Oui même si ce n’est pas pour tout le monde. Nous sommes locataires et nous ne serons jamais propriétaires. Certaines personnes souhaitent être chez elles et donc ça ne les intéresse pas. En revanche, il y a quand même des jeunes qui cherchent à s’installer, en dehors cadre familial, et qui cherchent des terrains. Ce n’est pas forcément facile pour eux. Ils vont pouvoir du coup frapper à la porte des mairies. Plus il y aura des fermes communales, plus les mairies vont en entendre parler et se dire “et pourquoi pas chez nous ?” Autour de Grenoble, il y en a déjà beaucoup. Mais ce sont plus des installations en maraichage, sans forcément de bâtiment.

– Dupliquer le projet –

Combien ce projet a-t-il coûté ? (Investissement + frais de fonctionnement)
1,2M d’euros au total. Cela comprend : le foncier (32ha), les bâtiments d’exploitation dont le logement construits BBC en bois local, la salle d’accueil des classes ainsi que l’équipement de la ferme et de la fromagerie. Sur cette dernière, il y a eu un gros surcoût lié à l’instabilité du terrain et à un accès difficile. Mais le loyer a été calculé pour rembourser les annuités d’emprunt sur la durée d’amortissement.
Avez-vous pu mesurer un impact ? 
Déjà, nous avons créé trois emplois. Ensuite il y a une commercialisation à la ferme et sur trois marchés de l’agglomération. Tout cela est complété par l’adhésion à un magasin collectif de producteurs à Herbeys (village voisin). Enfin, il y a un impact direct et très positif sur la vie du hameau et l’entretien des espaces ouverts de la colline. C’est également très positif sur les fermes pédagogiques puisque Céline est devenue Présidente du réseau des Fermes Buissonnières.
Quels conseils donneriez-vous à des élus qui souhaitent se lancer dans un projet similaire ? 
Il ne faut pas avoir peur de se lancer… mais surtout ne pas se précipiter. Je pense qu’il faut prendre le temps de faire le travail de sensibilisation et mobilisation avant afin de construire le projet avec tous les acteurs locaux, même les grincheux.
Quelles difficultés avez-vous rencontré ? 
Il y a eu beaucoup d’anciens propriétaires (agriculteurs) qui se sont opposés à notre projet. Le problème, c’est que le modèle agricole qu’ils avaient en tête n’était plus viable sur ce site. Ils ne croyaient pas que l’on pouvait faire autrement tout en étant économiquement viable.
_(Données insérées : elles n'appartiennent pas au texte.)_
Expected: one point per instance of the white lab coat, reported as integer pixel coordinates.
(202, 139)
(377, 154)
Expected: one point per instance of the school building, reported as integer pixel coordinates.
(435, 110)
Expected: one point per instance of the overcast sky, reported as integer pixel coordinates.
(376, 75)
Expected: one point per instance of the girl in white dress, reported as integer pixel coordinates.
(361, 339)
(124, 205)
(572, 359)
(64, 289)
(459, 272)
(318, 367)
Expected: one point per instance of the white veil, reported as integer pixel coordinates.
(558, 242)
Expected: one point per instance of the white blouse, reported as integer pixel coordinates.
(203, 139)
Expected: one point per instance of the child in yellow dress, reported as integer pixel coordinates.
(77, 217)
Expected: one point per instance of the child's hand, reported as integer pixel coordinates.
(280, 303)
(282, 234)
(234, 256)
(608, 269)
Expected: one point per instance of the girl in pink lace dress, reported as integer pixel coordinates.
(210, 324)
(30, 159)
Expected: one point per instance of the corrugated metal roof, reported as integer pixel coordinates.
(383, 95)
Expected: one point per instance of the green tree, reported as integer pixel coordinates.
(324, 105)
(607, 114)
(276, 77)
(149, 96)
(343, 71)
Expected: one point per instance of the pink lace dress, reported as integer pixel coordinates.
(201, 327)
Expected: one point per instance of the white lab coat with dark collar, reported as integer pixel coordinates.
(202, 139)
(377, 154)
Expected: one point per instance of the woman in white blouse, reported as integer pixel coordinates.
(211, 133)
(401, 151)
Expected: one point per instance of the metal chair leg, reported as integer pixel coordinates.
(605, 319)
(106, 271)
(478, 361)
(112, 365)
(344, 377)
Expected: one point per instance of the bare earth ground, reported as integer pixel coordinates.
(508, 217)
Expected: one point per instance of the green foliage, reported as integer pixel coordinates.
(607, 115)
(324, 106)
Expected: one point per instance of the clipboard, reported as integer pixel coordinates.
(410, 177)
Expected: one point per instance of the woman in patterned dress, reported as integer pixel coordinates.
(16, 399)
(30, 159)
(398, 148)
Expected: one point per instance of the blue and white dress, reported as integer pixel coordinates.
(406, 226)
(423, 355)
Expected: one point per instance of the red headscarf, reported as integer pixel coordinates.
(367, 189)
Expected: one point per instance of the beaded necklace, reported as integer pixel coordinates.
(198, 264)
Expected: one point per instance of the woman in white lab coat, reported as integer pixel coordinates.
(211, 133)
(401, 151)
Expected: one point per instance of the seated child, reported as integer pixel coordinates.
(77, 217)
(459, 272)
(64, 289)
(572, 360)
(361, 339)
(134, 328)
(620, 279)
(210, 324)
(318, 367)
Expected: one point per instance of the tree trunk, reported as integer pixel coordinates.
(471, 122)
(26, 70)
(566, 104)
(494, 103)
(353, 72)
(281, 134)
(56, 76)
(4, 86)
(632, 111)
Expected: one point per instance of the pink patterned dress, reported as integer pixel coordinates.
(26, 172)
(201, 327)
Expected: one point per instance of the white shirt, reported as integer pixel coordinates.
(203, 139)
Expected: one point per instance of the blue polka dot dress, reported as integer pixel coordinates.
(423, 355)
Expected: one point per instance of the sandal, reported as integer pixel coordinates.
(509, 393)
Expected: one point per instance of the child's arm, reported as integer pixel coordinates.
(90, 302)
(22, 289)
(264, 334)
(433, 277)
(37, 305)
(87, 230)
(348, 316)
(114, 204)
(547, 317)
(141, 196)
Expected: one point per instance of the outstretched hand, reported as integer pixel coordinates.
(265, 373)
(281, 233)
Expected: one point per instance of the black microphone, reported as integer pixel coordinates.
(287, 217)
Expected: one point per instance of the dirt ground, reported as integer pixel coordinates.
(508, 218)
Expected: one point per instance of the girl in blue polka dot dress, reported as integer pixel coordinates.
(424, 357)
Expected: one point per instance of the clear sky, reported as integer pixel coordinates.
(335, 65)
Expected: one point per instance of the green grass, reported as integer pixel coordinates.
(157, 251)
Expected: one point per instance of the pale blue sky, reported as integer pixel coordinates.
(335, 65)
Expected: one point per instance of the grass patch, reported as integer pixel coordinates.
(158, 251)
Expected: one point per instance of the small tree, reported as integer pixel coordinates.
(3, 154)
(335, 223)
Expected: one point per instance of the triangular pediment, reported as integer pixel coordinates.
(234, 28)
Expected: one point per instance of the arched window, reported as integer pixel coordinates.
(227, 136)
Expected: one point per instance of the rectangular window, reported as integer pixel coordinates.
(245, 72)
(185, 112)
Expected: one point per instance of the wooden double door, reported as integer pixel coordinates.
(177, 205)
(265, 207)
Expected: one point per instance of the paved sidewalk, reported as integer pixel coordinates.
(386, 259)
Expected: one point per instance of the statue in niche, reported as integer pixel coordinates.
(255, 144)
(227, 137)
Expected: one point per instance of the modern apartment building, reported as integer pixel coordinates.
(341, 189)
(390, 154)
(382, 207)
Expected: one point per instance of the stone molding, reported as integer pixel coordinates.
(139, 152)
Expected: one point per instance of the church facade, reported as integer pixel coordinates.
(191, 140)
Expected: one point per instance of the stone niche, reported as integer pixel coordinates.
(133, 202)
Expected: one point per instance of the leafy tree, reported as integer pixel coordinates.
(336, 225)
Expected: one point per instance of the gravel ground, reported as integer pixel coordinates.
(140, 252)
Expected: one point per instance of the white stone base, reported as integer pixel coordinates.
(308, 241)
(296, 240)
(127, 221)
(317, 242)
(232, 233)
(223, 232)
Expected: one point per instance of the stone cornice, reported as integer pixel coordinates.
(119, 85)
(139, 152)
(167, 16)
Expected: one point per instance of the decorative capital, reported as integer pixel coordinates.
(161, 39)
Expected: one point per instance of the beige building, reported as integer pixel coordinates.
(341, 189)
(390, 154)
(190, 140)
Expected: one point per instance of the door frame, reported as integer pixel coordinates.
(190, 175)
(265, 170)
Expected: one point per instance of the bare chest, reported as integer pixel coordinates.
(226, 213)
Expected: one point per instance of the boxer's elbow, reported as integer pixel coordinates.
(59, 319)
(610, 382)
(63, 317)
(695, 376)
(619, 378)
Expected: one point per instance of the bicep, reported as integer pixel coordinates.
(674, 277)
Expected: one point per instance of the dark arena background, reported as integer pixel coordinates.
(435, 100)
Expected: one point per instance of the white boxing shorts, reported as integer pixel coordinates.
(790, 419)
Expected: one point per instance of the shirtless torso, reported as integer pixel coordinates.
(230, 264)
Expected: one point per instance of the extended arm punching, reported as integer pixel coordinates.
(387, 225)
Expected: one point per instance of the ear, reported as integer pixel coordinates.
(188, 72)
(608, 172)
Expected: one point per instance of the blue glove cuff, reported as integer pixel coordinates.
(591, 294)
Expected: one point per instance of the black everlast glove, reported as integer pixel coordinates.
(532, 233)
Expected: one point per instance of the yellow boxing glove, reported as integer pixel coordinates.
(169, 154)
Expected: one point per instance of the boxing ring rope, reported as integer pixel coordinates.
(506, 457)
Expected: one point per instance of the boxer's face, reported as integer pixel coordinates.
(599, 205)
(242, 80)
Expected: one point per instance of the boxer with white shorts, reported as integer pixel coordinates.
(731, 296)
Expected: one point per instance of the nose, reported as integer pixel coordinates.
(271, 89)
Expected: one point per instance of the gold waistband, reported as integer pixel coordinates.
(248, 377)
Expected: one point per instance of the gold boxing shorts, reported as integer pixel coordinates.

Comment le projet a-t-il été accueilli politiquement ? 
Il y a eu un très fort portage politique de la Métropole ET des communes supports de la colline. Elles ont toutes activement participé y compris financièrement, à la hauteur de leurs moyens. Il y avait également l’opportunité d’un soutien de la Région de l’époque qui avait une politique territorialisée de soutien à l’agriculture très forte.